I set a lot of my horror stories in the winter.
That’s not intentional, it’s just something I noticed today. I love spring and summer. The vibrant greens and signs of animal life and growth just make me happy in the most basic of senses. A lot of people love autumn, but the dying trees and cold just remind me that winter is coming. Yeah I just did that.
Many times when I think up monsters or creatures prowling the night, it’s the winter when I get creeped out the most. My imagination at this point at conjuring monsters for my stories, that I actually do scare myself sometimes. It’s kind of weird to say. I know they’re a figment of my imagination, but whenever the house creaks due to the wind, or the door rattles from the pressure change and the dogs freak out, I’m just glad to be inside.
Fear of the winter makes sense. Our ancestors had to make sure that they were prepared for the winter in a way they didn’t have to in other months, or else they’d pretty much flat out die. Ships like the Erebus and the Terror being trapped in the ice in Canada was a death sentence back then.
Now we have logistics that can move food from one end of the continent to the other in mere days that the needs of starvation and helplessness slowly start to disappear. There are people still stuck on the streets, but as a society overall most of the conditions from winter have been taken care of. We don’t have to worry about resorting to cannibalism to survive in our day to day lives, or losing limbs to the cold.
When you go outside though, away from the heat and light of indoors, it’s a different story. At night you can see much further than you ever could in the summer. The moon reflects off the white snow, giving an eerie twilight that allows you to see anyone, or anyone to see you, in that empty forest or field.

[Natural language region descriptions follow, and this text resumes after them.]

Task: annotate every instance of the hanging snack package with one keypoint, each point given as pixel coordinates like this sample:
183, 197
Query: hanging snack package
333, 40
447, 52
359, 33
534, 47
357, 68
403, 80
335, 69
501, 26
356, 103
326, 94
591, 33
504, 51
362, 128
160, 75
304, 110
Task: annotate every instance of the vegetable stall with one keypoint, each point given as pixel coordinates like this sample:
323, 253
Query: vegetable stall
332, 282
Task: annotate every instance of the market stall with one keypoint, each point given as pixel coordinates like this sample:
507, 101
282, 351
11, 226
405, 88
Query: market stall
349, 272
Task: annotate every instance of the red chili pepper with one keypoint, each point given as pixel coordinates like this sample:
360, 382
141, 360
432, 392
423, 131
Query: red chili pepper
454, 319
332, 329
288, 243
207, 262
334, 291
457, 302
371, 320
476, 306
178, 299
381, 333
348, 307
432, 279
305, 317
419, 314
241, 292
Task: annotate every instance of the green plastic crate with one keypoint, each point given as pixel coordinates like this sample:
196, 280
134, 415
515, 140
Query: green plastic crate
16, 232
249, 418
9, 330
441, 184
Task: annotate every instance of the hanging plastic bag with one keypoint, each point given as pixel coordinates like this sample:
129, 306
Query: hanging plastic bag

You leave tracks in the winter, and there’s nowhere really to hide. Your passage marked by the footprints in the snow. The cold itself feels like it has its own agenda, its own motives.
I guess the reason this struck me is because I’m going snow camping in Michigan soon. I’m not scared of freezing to death, or cannibalism or anything like that. I am scared of what my mind conjures up when it thinks of those frozen lands.

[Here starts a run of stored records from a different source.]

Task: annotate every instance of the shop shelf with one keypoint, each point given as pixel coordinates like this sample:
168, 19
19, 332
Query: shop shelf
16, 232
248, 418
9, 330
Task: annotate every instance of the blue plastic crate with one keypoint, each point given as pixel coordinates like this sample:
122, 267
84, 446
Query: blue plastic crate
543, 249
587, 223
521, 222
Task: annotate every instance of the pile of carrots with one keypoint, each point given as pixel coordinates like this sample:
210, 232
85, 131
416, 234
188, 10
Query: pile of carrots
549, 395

The real reason I’m writing this though is because the dogs have been on edge the past few days, and I found footprints in the snow leading from the street to our back porch, and then out of our yard. It doesn’t match any of our boots, and we haven’t gone into the street just to double back into a random section of our backyard and then back out.
I know that the dogs are just getting nervous from the bad wind and the house settling, but this isn’t the first time I’ve found footprints leading to our back door and away again. This isn’t me exaggerating or coming up with horror fiction either, this is something that actually has been happening a few times over the past few months.